Words take their meaning from context. It’s the valences of America – the words and ideas that the speaker connects it to – that convey the message.  “American carnage,” for example, was a phrase that grabbed the attention of many people. But it was just a variation of disaster, the term Trump preferred during the campaign. Carnage is more graphic, but it carries no special overtones. “America first” does.



This was not one of Trump’s off-the-cuff remarks said with little reflection. Trump even repeated the phrase. 
From this day forward, it’s going to be only
America first, America first.
Trump’s writers, possibly Trump too, worked carefully on the speech. They must have known that after Germany invaded Poland in 1939, “America first” became the watchword of those who did not want the US to join European nations in the war against Hitler.* So just in case anybody hadn’t already gotten the idea, Trump is saying that the US will not intervene in Europe if some strongman marches into neighboring countries to seize today’s version of the Sudetenland or Poland.

Putin probably loved this speech. Estonians, not so much.

“America First” was revived in recent years.

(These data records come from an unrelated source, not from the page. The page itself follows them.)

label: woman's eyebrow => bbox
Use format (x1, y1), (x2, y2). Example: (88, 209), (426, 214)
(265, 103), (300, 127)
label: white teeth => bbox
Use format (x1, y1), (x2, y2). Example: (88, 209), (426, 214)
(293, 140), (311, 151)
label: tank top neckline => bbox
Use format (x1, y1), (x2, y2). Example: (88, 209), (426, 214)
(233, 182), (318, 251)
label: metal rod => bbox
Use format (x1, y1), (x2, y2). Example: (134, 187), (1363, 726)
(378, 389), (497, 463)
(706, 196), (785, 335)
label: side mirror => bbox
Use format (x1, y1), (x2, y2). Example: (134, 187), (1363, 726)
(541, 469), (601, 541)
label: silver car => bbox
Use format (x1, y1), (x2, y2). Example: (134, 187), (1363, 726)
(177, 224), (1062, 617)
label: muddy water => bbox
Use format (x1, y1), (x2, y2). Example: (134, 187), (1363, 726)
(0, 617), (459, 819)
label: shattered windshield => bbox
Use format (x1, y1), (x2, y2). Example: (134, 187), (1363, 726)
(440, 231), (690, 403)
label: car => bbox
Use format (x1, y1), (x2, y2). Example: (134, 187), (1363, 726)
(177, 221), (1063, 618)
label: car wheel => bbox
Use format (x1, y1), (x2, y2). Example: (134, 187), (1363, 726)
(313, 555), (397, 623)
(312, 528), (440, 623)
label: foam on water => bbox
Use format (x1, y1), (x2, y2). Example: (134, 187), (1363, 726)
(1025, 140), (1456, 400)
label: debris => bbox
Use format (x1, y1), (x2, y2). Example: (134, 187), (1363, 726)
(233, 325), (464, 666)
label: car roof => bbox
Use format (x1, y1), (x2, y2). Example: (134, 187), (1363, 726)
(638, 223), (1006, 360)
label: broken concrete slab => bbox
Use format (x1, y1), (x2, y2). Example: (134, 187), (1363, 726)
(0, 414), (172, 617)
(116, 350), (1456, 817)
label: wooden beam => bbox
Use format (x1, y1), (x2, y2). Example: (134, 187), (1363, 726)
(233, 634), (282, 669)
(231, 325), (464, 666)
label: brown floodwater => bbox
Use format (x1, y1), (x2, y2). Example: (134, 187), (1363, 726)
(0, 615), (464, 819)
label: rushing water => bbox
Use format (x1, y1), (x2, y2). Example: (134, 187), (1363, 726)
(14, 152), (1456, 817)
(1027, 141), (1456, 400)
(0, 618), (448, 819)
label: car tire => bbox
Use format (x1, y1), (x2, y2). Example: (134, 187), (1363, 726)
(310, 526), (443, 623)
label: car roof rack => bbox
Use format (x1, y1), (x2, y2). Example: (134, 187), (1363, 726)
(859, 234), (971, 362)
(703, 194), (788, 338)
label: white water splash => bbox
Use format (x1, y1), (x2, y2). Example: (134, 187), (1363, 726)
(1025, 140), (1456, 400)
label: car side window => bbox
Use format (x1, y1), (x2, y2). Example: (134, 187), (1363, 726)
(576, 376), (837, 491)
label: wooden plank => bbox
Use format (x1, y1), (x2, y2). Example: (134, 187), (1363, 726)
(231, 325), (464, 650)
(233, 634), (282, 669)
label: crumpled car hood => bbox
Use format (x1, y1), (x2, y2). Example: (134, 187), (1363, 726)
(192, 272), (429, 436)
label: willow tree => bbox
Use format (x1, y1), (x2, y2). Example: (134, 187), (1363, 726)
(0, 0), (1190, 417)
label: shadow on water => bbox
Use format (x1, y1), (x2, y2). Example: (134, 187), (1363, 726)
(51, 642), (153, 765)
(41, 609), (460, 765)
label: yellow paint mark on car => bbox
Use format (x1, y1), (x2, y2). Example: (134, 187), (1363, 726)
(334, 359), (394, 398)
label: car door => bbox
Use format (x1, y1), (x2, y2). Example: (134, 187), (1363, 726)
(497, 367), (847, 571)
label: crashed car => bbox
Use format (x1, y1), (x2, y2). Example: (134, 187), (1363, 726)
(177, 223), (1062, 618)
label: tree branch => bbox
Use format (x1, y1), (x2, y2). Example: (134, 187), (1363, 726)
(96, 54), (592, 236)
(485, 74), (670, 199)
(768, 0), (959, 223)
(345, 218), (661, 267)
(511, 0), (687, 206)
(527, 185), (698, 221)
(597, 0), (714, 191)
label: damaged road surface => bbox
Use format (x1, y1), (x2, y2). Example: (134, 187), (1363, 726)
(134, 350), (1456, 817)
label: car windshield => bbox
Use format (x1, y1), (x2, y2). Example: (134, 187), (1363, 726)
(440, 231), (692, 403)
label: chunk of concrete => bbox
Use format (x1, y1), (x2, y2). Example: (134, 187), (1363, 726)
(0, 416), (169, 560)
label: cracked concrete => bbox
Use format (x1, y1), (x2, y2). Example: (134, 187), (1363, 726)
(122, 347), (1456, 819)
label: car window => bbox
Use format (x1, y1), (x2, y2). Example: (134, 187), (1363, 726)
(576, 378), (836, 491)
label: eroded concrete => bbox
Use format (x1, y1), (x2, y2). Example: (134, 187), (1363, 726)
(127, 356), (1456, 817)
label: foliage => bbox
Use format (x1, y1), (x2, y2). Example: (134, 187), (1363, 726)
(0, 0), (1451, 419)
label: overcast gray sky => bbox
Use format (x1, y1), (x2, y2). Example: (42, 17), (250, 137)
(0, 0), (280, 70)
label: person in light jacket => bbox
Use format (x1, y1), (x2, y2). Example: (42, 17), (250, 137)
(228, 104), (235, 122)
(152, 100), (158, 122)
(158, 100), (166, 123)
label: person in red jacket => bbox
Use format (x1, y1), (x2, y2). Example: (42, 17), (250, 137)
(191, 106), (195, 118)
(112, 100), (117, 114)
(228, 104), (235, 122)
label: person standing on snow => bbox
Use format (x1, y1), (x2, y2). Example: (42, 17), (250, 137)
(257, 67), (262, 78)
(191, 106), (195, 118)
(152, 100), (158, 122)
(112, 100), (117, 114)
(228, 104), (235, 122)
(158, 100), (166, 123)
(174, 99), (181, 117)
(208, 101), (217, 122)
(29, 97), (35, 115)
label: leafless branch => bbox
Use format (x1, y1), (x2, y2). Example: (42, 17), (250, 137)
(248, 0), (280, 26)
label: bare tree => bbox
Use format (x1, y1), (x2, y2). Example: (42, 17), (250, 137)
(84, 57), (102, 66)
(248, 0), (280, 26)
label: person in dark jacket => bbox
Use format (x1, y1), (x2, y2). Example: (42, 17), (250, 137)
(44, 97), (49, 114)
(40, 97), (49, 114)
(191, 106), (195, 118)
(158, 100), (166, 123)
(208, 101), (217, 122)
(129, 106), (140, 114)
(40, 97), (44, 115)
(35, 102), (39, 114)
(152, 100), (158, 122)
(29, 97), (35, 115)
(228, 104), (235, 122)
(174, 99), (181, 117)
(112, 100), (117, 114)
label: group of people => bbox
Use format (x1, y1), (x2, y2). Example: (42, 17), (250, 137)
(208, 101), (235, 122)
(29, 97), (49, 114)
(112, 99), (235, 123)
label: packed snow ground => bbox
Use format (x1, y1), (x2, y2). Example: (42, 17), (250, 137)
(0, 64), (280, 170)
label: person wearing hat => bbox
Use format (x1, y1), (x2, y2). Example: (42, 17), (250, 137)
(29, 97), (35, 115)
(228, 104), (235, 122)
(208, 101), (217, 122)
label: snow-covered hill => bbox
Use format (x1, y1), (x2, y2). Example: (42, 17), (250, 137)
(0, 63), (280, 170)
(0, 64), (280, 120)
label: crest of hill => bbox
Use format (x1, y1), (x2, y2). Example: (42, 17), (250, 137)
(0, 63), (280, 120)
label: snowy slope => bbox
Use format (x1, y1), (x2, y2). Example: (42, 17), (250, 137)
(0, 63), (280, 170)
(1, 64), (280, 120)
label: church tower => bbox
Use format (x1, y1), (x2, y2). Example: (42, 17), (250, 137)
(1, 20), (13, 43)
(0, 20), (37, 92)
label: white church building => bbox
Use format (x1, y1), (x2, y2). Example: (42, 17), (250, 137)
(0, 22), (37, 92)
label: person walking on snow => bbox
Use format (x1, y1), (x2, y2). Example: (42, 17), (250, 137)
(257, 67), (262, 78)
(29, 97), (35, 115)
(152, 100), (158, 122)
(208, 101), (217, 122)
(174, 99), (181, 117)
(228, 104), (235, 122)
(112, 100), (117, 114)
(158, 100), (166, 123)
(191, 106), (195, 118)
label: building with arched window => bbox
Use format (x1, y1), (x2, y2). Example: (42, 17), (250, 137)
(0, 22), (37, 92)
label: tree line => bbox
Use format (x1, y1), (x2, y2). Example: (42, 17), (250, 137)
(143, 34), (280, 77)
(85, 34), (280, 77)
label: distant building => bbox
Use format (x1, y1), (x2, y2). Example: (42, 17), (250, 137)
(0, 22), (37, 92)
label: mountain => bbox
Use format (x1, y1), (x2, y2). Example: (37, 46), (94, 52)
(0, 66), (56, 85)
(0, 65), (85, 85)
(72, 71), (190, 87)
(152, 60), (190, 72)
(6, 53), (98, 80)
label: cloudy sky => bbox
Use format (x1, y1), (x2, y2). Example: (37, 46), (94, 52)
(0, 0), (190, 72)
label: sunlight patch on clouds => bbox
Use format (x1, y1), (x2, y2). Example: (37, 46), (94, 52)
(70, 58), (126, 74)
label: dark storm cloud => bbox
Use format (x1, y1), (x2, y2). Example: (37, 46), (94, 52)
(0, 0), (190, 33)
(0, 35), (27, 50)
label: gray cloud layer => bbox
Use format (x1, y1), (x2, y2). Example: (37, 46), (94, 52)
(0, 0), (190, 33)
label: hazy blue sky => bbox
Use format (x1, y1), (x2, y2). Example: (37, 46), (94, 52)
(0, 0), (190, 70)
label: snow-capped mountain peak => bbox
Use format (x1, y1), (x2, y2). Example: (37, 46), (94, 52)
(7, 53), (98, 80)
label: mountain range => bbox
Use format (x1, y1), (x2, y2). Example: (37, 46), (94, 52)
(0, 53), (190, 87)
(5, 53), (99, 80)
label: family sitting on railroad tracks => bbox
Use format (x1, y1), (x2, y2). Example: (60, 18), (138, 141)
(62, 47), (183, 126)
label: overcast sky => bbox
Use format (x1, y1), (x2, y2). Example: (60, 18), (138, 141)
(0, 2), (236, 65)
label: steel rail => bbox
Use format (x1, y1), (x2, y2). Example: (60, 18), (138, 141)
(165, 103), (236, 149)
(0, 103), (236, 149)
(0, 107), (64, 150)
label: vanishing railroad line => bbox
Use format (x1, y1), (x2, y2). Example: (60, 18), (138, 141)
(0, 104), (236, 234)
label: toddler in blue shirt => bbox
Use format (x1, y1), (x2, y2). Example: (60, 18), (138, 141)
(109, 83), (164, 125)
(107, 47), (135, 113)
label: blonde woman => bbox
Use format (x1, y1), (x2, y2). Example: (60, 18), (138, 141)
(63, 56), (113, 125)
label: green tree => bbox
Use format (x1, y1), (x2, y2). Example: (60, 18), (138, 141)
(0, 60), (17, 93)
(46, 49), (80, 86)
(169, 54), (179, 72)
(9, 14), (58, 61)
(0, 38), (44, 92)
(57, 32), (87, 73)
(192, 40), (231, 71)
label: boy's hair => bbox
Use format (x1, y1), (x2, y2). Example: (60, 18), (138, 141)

It was similarly isolationist and similarly anti-Semitic – the most prominent member of the 1940 committee was Charles Lindbergh – and, no surprise, pro-Trump.


The other unusual word in the cloud is back. This echoes Trump’s campaign theme that he will return the US to some glorious past, mostly by restoring industrial jobs for men. (See this post of two weeks ago.)
We will bring back our jobs. We will bring back our borders. We will bring back our wealth. And we will bring back our dreams.
This economic nostalgia often combines with a social and moral nostalgia  – a longing for a time when norms, society, and identities were stable and predictable. As Archie Bunker sang each week at the “All in the Family” theme song “Those Were the Days,”                                       
And you knew who you were then.
Goils were goils, and men were men.
Back also echoes the “Take our country back” meme so popular among conservatives for these last eight years.  (See “Repo Men.”)

In sum, the word cloud shows, as many observers said, that the inaugural speech sounds very much like Trump’s campaign speeches. It has the same combative tone, and it runs on the same assumptions about American history: America used to be great, with abundant industrial jobs for men, few imported goods, and few documented immigrants, all of them documented. The world is a zero-sum game, and we were winning. Then They (liberals, globalists) took over the country. All aspects of American life became disasters. Foreign countries were beating us.  But now, I (Trump) will restore that glorious world.

Does this describe reality? Or is it, to use another term prominent in the word cloud, a dream?

1 comment:

  1. Thank you.
    By the way, I don't often react (I think I did once already), but I'm always very interested by your posts. Being European in Europe, your blog gives me keys to understand what's going on in your country - very important as it'll of course impact ours.